La troisième phase de l’activité médico-chirurgicale de prothèse totale de genou lancée par la Caisse nationale d’assurance maladie et de garantie sociale (CNAMGS), en collaboration avec l’hôpital Dijon s’est achevée le 10 mars à Owendo.15 patients ont été soignés au bout de 5 jours.

Les médecins intervenant sur un patient, le 10 mars au CHUO. © Gabonreview

 

Lancée le 5 mars au Centre hospitalier universitaire d’Owendo (CHUO), la troisième phase de l’activité médico-chirurgicale de prothèse totale de genou s’est achevée le 10 mars, sur une note de satisfaction générale.

En termes de bilan, 15 patients ont été soignés d’arthrose de genou. Grâce à l’expertise du Bertrand Bouxin, chirurgien orthopédiste venu de l’hôpital de Dijon en France, ces patients ont recouvré la fonctionnalité normale de genou en 5 jours. Une initiative louée par les patients.

«Je suis guéri et je remercie la CNAMGS pour cette initiative. C’est une douleur que je traine depuis 15 ans et aujourd’hui, je suis guéri. Je ne vais plus marcher avec la canne», s’est réjoui Norbert Gandza, l’un des patients.

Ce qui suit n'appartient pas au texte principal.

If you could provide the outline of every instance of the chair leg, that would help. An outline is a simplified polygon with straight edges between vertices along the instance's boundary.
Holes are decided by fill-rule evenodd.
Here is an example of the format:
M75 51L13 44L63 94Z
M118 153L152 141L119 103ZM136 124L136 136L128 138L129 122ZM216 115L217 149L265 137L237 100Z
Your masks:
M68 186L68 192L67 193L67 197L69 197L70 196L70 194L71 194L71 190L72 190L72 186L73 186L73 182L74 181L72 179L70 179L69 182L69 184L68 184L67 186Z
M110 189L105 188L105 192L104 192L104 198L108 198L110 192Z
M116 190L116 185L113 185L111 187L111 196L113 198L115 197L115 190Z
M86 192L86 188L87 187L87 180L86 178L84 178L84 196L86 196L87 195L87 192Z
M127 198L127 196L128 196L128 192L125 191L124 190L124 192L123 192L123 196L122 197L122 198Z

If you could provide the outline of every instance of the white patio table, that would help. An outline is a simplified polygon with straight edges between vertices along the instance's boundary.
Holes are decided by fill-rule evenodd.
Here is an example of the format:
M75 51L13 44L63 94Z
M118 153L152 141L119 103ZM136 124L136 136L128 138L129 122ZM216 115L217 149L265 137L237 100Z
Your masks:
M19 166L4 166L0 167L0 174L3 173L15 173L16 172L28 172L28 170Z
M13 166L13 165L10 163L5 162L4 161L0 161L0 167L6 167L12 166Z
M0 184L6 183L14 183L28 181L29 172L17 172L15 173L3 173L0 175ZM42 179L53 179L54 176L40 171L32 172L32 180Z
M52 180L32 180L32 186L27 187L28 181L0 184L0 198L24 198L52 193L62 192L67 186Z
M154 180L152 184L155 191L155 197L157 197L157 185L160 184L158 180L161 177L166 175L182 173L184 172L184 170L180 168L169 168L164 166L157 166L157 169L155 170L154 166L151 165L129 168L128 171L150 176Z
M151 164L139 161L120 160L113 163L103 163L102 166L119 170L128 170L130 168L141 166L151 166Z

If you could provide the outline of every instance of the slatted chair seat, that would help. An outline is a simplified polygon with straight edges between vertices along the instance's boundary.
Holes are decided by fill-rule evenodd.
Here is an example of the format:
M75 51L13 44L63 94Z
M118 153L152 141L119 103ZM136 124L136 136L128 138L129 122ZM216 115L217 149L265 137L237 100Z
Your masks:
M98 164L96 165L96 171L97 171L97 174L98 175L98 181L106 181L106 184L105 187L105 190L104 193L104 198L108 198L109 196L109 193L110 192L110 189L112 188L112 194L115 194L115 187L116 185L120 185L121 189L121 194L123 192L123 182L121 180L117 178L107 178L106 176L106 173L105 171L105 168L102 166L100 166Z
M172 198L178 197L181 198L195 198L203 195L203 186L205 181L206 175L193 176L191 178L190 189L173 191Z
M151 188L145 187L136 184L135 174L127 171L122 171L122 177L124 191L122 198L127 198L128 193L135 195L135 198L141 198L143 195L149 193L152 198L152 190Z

Cette opération s’inscrit dans le cadre des caravanes médico-chirurgicales sur la prothèse totale de genou, lancée depuis avril 2016 par la CNAMGS. Elle consiste à opérer une arthroplastie de genou sur les patients. En d’autres termes, il s’agit de permettre aux patients dont le cartilage est détérioré de retrouver la fonctionnalité, grâce à l’installation des prothèses et d’implants.

Selon la directrice du CHUO, l’activité est d’autant plus importante qu’elle a permis aux techniciens gabonais d’exercer. «Sur 15 patients traités, 7 l’ont été par des médecins gabonais», a expliqué Elise Obame Eyang. «Toute chose qui augure un grand espoir pour les populations gabonaises», a-t-elle ajouté. Au terme de l’activité, plus de 42 patients ont été soulagés depuis le mois d’avril 2016.

L’objectif visé par la CNAMGS, en lançant cette activité, est de limiter le nombre d’évacuations sanitaires, opérer un transfert de technologies mais aussi de donner la possibilité aux patients issus des couches défavorisées de se soigner.